01. 06. 2017 | 11:15

Zahlreiche Geflüchtete wagen in den Frühjahrs- und Sommermonaten wieder die gefährliche Reise über das zentrale Mittelmeer in Richtung Europa. Um das Rettungspersonal der Berliner Organisation Jugend Rettet e.V. ergänzend auf ihre Aufgabe vorzubereiten, erhalten sie von der German Wind Academy und Fachbereich Offshore des Ortsverbands Stedingen der Johanniter-Unfall-Hilfe einen umfassenden SAR-Responder-Kurs (Search and Rescue) zu Einsatztaktik, Rettungsmaterial und Umgang mit maritimen Gefahrensituationen.

„Praktische Hilfe leisten“ hat sich das Team von Jugend Rettet auf die Fahnen geschrieben. Ihr Ziel: Schiffbrüchige, die im Mittelmeer in Seenot geraten sind, finden und retten. Seeleute, Ärzte, Sanitäter, Schnellbootführer und Übersetzer leisten dabei freiwillig höchsten Einsatz und werden mit komplexen Einsatzszenarien konfrontiert, auf die eine realitätsnahe Vorbereitung vorerst schwierig erscheint. Schlechte Wetterbedingungen, Massenanfälle von erschöpften, leicht bis schwer verletzten Menschen und wenig Hilfe von außerhalb prägen ihren Einsatz.

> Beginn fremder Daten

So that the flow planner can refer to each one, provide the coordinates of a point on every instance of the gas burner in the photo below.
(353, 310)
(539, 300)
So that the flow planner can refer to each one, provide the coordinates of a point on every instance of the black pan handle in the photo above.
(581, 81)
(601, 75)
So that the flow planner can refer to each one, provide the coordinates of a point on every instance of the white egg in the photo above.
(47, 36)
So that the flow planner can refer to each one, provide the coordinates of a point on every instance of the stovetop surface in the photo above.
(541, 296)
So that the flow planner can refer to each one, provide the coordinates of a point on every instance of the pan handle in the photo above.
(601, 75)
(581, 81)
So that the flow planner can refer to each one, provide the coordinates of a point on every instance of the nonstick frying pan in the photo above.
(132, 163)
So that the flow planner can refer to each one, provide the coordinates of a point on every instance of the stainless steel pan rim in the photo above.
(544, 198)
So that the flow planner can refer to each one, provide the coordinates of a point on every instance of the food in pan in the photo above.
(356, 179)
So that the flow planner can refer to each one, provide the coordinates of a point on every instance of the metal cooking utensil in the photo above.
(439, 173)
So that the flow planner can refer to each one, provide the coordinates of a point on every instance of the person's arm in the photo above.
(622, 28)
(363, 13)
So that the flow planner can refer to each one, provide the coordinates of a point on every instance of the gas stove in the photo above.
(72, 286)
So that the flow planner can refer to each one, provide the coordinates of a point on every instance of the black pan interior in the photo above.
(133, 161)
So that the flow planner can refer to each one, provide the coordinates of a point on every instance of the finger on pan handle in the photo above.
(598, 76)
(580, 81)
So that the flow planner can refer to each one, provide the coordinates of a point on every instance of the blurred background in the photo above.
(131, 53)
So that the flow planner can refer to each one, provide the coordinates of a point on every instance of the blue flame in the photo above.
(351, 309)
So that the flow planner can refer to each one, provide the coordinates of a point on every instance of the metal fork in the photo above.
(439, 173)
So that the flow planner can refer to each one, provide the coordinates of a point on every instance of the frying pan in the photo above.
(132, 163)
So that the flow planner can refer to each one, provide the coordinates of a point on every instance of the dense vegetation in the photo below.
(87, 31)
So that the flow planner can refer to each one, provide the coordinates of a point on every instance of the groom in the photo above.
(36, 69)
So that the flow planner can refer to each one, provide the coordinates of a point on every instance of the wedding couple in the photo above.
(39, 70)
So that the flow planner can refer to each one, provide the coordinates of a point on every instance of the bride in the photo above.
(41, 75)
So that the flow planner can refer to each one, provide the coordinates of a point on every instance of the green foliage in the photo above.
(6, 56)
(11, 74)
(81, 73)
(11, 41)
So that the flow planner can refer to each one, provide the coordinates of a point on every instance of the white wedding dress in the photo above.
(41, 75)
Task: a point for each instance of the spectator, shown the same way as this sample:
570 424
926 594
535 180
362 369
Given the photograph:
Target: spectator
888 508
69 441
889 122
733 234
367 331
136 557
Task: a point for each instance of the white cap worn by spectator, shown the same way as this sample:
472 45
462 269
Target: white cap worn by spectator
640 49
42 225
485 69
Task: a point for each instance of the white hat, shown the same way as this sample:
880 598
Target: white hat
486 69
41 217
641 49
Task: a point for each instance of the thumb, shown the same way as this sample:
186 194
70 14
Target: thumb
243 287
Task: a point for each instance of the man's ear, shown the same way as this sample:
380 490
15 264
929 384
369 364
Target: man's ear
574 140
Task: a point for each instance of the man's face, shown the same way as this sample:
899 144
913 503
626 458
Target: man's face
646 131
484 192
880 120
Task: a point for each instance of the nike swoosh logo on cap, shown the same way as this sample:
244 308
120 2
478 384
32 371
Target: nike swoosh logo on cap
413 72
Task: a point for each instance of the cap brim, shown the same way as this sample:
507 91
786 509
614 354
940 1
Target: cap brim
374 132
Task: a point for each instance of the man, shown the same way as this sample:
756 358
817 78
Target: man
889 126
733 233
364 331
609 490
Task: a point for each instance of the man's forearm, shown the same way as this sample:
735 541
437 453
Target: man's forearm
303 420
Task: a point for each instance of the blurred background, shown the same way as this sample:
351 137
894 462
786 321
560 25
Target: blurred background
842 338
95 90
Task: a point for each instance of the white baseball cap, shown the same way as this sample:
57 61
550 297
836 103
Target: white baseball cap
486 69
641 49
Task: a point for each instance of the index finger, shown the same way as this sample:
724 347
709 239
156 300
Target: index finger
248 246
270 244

Um die unter diesen Umständen zu leistenden Rettungsoperationen zu unterstützen, bietet die German Wind Academy GmbH (GWA) gemeinsam mit der Johanniter-Unfall-Hilfe e.V. (JUH) ihr Fachwissen aus der Notfallversorgung von Menschen auf Offshore-Windenergie-Installationen an. An zwei Wochenenden werden Multiplikatoren von Jugend Rettet am GWA-Standort Elsfleth geschult und durch erfahrene Hochseeretter auf Gefahrensituationen und Notverfahren vorbereitet. Zum Einstieg vermittelt die Johanniter am ersten Tag umfassende Kenntnisse zur Reanimation, dem sogenannten Basic Life Support (BLS), sowie zur Wundversorgung von Schnitten, Verbrennungen und stark blutenden Wunden. Zudem werden die Teilnehmer in der Triage-Schulung angelernt, Notfallsituationen richtig einzuschätzen und zu bewerten, um sich bei einer großen Anzahl an Verletzten schnell einen Überblick verschaffen zu können.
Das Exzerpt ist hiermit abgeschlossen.